Expert Vision is the foundational research program behind my work at the intersection of technology and human performance. It asks a simple question with complex implications: what do experts see that novices miss, and can we model it well enough to teach?
Simple to say. Hard to answer without getting lost in metaphor or hand-wavy “intuition.”
The core hypothesis
Expertise is not only knowledge. It is perception plus procedure — where you look, in what order, what you ignore, what you anchor on, how you recover when the picture changes. If that choreography is observable, it is modelable. If it is modelable, it is trainable.
That is the bet Expert Vision makes.
How the framework works
We integrate multiple signal streams rather than trusting any single measure. Eye-tracking reveals visual foraging — powered in my research by Eyegaze systems and design practices I learned working there, and Interactive Minds hardware and NYAN analysis software for rigorous study design.
The visual reference above walks through remote eye-tracking, pupil center corneal reflection (PCCR), fixations, saccades, and heatmaps — the measurement chain behind Expert Vision.
Behavioral analytics capture choices under time pressure. Bio-monitoring adds physiological context when tasks are high-stakes. Performance outcomes ground the story in results, not vibes.

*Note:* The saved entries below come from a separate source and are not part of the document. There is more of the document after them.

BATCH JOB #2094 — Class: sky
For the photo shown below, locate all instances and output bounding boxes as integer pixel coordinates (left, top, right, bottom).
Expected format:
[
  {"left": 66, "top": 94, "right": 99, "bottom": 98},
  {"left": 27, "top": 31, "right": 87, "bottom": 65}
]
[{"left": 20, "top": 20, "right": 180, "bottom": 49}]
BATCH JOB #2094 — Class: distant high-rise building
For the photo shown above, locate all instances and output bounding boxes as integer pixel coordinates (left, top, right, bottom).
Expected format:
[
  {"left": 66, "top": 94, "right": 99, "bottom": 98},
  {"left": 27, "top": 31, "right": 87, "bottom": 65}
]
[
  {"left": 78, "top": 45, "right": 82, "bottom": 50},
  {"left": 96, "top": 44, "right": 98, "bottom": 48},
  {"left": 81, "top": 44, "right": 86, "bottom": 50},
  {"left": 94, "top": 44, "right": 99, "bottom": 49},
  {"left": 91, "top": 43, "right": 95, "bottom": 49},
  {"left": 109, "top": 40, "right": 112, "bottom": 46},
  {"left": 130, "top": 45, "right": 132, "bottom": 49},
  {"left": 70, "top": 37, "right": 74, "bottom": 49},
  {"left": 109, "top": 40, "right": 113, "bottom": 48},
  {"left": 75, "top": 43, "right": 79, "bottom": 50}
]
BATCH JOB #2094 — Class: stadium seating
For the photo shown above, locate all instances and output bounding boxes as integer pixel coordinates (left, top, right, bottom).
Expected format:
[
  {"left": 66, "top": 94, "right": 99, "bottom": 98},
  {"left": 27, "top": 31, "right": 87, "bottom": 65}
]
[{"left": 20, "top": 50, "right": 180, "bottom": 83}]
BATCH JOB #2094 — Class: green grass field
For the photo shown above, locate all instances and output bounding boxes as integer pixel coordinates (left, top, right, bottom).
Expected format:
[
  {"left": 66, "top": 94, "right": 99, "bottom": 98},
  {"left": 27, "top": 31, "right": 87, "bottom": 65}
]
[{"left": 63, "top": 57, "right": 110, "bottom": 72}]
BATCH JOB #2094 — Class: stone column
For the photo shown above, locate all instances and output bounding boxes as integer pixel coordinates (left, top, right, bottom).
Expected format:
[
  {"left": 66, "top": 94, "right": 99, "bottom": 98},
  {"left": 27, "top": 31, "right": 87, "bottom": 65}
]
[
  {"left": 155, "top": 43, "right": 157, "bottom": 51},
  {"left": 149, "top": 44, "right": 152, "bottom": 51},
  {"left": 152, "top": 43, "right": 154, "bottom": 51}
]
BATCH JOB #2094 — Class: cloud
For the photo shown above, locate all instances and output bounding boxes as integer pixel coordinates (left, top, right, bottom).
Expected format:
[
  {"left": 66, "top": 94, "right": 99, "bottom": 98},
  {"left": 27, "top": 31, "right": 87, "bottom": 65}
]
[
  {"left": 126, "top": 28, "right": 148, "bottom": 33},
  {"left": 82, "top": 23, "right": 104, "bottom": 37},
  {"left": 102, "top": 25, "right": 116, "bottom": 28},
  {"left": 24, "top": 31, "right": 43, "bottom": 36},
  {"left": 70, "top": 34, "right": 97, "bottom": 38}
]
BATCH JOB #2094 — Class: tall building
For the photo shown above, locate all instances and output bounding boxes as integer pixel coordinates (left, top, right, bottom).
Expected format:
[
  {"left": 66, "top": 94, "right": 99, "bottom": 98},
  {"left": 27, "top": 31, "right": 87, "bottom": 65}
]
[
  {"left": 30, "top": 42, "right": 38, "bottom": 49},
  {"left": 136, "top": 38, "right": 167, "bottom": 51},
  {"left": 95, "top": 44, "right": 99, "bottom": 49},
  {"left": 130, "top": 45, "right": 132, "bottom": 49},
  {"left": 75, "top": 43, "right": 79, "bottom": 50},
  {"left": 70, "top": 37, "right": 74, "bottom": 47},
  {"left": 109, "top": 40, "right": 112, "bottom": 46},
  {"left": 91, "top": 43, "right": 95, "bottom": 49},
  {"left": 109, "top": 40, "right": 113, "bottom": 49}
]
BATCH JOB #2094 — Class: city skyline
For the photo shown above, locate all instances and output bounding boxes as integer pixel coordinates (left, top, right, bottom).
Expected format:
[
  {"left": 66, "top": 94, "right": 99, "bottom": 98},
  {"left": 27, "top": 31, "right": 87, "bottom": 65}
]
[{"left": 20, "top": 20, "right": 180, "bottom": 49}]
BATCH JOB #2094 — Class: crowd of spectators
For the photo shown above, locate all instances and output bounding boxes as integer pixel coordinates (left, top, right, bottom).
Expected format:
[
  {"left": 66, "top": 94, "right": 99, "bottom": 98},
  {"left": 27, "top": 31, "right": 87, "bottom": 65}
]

Statistical modeling looks for patterns that transfer — not “this expert on this dashboard,” but decision sequences that show up in documentation review, incident response, clinical workflows, competitive gaming, and complex engineering tasks.
Then — and this part matters — we translate findings into systems. Training interfaces. Agent retrieval strategies. UI hierarchies. Organizational playbooks. Research that stops at a paper is incomplete in my book.
Why organizations care
Expertise does not scale by cloning your best person. It scales by extracting patterns without flattening nuance. Expert Vision is my attempt to do that ethically and practically — augment experts, accelerate novices, and design AI that respects how humans actually think.
What keeps surprising me
The same structural bias appears again and again: experts hunt scaffolding first. Novices dive into detail and drown. Our tools — especially knowledge retrieval systems — often optimize for the novice path because it is easier to implement.
Fixing that is not just UX polish. It is a competitive advantage in any domain where decisions are complex and time is finite.
Where this goes next
I am extending the framework into longitudinal studies — how expertise develops when AI tools are present from day one, not bolted on later. Does collaboration change scan paths for better or worse? Can we design agents that reinforce expert perception instead of replacing it with generic summaries?
I do not have final answers. I have a method, early findings, and a stubborn belief that human potential is trainable when we study the right signals.
That is Expert Vision. Not mysticism. Measurement in service of respect.